A juíza Gabriela Jardon Guimarães de Faria, do Tribunal de Justiça do Distrito Federal, decidiu não acatar um pedido de tutela de urgência feito pelo senador Flávio Bolsonaro, que se articula como pré-candidato à Presidência pelo PL. O pedido visava a remoção de uma postagem em redes sociais que o descreve como corrupto.
A publicação foi compartilhada por Camila Moreno, secretária adjunta de comunicação do PT, que no vídeo rotula Flávio como "o filho mais corrupto de Bolsonaro", insinuando que ele tem ligações com diversos escândalos. Ao não permitir a exclusão do conteúdo, a magistrada ressaltou a importância da liberdade de expressão no Estado Democrático de Direito, afirmando que a censura deve ser uma medida excepcional.
"A regra, amplíssima, é a da possibilidade de livre expressão, mesmo as mais ácidas e de gosto duvidoso.
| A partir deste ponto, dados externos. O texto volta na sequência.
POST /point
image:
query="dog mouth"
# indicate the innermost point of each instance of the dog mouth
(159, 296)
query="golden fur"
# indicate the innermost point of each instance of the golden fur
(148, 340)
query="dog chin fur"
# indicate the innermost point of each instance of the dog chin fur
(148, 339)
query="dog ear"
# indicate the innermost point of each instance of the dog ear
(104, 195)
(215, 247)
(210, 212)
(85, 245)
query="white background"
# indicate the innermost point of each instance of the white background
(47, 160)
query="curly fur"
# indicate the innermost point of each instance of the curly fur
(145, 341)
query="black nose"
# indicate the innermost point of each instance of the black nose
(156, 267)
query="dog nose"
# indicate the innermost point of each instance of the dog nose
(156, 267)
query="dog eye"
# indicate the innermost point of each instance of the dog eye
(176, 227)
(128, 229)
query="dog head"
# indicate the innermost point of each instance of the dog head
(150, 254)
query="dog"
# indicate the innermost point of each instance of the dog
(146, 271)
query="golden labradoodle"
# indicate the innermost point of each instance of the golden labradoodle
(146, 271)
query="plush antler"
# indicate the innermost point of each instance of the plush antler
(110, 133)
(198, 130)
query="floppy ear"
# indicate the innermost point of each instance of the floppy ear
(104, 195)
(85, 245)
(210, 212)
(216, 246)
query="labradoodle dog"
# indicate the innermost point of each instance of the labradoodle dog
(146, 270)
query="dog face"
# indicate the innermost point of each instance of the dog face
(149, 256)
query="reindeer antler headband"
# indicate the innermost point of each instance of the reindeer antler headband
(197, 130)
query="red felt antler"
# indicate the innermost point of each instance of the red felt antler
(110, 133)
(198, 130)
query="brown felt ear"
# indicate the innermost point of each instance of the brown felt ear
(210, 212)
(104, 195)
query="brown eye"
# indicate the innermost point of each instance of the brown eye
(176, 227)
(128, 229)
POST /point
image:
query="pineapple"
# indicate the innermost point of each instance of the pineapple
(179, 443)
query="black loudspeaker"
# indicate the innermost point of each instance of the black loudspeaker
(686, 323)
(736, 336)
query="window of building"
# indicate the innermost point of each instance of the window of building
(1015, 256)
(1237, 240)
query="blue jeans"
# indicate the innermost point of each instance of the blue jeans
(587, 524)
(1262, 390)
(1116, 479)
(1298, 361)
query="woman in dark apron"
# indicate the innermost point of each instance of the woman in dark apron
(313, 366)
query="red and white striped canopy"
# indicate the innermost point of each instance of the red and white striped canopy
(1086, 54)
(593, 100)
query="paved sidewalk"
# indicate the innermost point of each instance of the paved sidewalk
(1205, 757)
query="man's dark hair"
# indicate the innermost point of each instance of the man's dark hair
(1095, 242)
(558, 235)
Para que o Judiciário tolha alguma manifestação, o escárnio ou a inverdade precisariam de proporções astronômicas para que a decisão judicial fosse legítima.
A decisão, publicada nesta terça-feira, 26, ainda não define o mérito da ação judicial de Flávio Bolsonaro, que permanece em análise. A juíza adianta que, para que uma medida emergencial seja concedida, a ofensa teria que ser significativamente grave, o que, segundo ela, não é o caso neste momento.